Industry Insights: Malibu Farm Chef Helene Henderson
The Swedish chef, farmer and restaurateur tells Loop21 how she made it in California’s culinary scene.
It’s hard not to be inspired by a woman like Helene Henderson.
Born in Sweden to an African American father and Scandanavian mother, Henderson, who is also the author of the cookbook The Swedish Table, went from cooking in her family home to catering events for Hollywood’s A-list before opening her own restaurant, Malibu Farm Café on the Pier. Helene’s seasonal organic dishes have made her one of the most in-demand chefs in Southern California, and Loop21 stopped by her bustling restaurant to get insight into how she’s accomplished so much in such a little time.
Loop21: What attracted you to the culinary world?
Helene Henderson: Well I don't know that that's anybody's necessary decision, but my mother was a waitress and I started working in the restaurant when I was like 10 years old. So, I have been stuck in the kitchen forever, made several attempts to get out, but none of them successful.
Loop21: Who have been some of your mentors in this industry?
HH: I am not sure that I have had a lot of mentors, but the one person that encouraged me to go to America is somebody who owns one of Sweden's largest independent burger chains in the world, that is holding McDonald's and the others a bay, which is called Swedish Mac's Burgers. That person that started that company is from the town where I grew up and I was working as a waitress at the restaurant where my mother worked. He also had a little French restaurant at the time, where he hired me and encouraged me to work there. When I went to America he is the one who set me up with my first connection here, so if I ever had a mentor it was probably him.
Loop21: Do you think it’s important for people to have mentors in this industry?
HH: I think it would be excellent! There are definitely some things I would have done differently if I knew. You know, the town I grew up was in the steel industry and no women were really in the food world, so there was nobody that even suggested it. You go to culinary school or go down that path so, you know I think that is a great thing to have somebody that has the bigger picture and can look at you as a young person and guide you to where you're going.
Loop21: How did you build up the buzz around your business?
HH: You know what, that was really accidental because I had another catering company called Lavender Farms Catering. I went into being a private chef, and I was doing that for Stacy Snider, who is the CEO of DreamWorks.
Just for fun, some of the women in the neighborhood asked if I would start teaching cooking classes. I did these classes for just pure self-amusement and one of the husbands said, "Why don't you start a blog so you can post your recipes for the class?" That's really how it all started.

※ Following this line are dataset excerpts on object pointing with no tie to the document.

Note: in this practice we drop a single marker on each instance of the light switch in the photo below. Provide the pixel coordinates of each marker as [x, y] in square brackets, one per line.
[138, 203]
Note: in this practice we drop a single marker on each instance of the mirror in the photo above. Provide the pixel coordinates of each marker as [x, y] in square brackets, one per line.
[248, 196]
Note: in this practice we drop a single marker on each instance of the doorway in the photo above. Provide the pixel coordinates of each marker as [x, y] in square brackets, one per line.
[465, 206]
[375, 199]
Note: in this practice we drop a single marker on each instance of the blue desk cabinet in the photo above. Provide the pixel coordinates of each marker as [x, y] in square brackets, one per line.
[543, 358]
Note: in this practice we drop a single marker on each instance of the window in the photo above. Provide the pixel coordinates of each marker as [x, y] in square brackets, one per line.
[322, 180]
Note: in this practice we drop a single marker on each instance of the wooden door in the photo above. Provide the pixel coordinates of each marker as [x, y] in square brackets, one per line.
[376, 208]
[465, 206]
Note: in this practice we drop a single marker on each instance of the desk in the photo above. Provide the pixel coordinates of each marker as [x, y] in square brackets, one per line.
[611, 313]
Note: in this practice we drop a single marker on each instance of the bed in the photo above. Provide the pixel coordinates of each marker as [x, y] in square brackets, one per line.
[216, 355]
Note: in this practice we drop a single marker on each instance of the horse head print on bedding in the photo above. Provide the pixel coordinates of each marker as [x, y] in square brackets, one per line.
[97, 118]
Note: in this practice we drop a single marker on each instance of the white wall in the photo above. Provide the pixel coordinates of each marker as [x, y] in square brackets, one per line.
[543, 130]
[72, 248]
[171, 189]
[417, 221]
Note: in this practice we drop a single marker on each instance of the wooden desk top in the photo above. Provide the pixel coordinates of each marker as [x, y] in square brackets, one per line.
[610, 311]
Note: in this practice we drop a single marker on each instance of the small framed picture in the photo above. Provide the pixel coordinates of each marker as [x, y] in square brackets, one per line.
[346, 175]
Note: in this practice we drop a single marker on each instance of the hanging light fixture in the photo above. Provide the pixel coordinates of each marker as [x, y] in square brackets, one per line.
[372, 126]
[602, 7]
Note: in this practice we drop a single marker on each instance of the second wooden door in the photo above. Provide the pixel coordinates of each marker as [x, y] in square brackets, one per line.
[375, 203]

More people came to classes and then after about a year and a half someone said, "Well why don't you host a dinner?" It was really just women in the beginning and they said, " Why don't you have a big dinner so that the husbands can come and see what we are doing at the classes."
We threw it as a fundraiser for the school, because I was like “Who is going to buy tickets for this?” So we did that and immediately it was big and everyone was like “When is the next dinner?”
The first dinners were at the farm at my house and then we started taking the dinners on the road and it kind of just all grew by itself. We started getting visitors from China and Russia that were like “Hey we are coming to Malibu how do we get to Malibu Farms?” I was like there is not really such a thing as Malibu Farms. This is like my house and it's not open to the public and then this location came about.
Loop21: What's something you'd like to see change in the culinary industry?
HH: Well, you know I haven't been in this particular industry that long to have the foresight to say what changes there should be, but there is definitely not a lot of women. There aren't a lot of women on the line, but I'm not sure women want to work the line. In applications that we post online, I would say the responses we got are 100% male applications. So, I think women should enter into the field more.
Loop21: Do you think people of color are fairly represented in this industry?
HH: Not in the kitchen. I would say it's really heavily white male dominated or Hispanic male dominated. It’s like you post an application and you look at the responses and there really aren't any out there. So maybe it’s that the interest from women or blacks isn't there but they just aren't responding to us. I think it’s not that they aren't being hired, it’s that they aren't pursuing those fields and they aren't responding to the chances that are out there.
Loop21: What advice would you give to someone who is trying to break into the culinary industry?
HH: I would say just getting out there and cooking is number one. When I started my first catering company, I never set out for it to be a company. If you want to be in the cooking world just get started. You could just start cooking for your friends a lot and put your food out there and see what the response is. If your friends aren't digging it that means you probably aren't that good at cooking.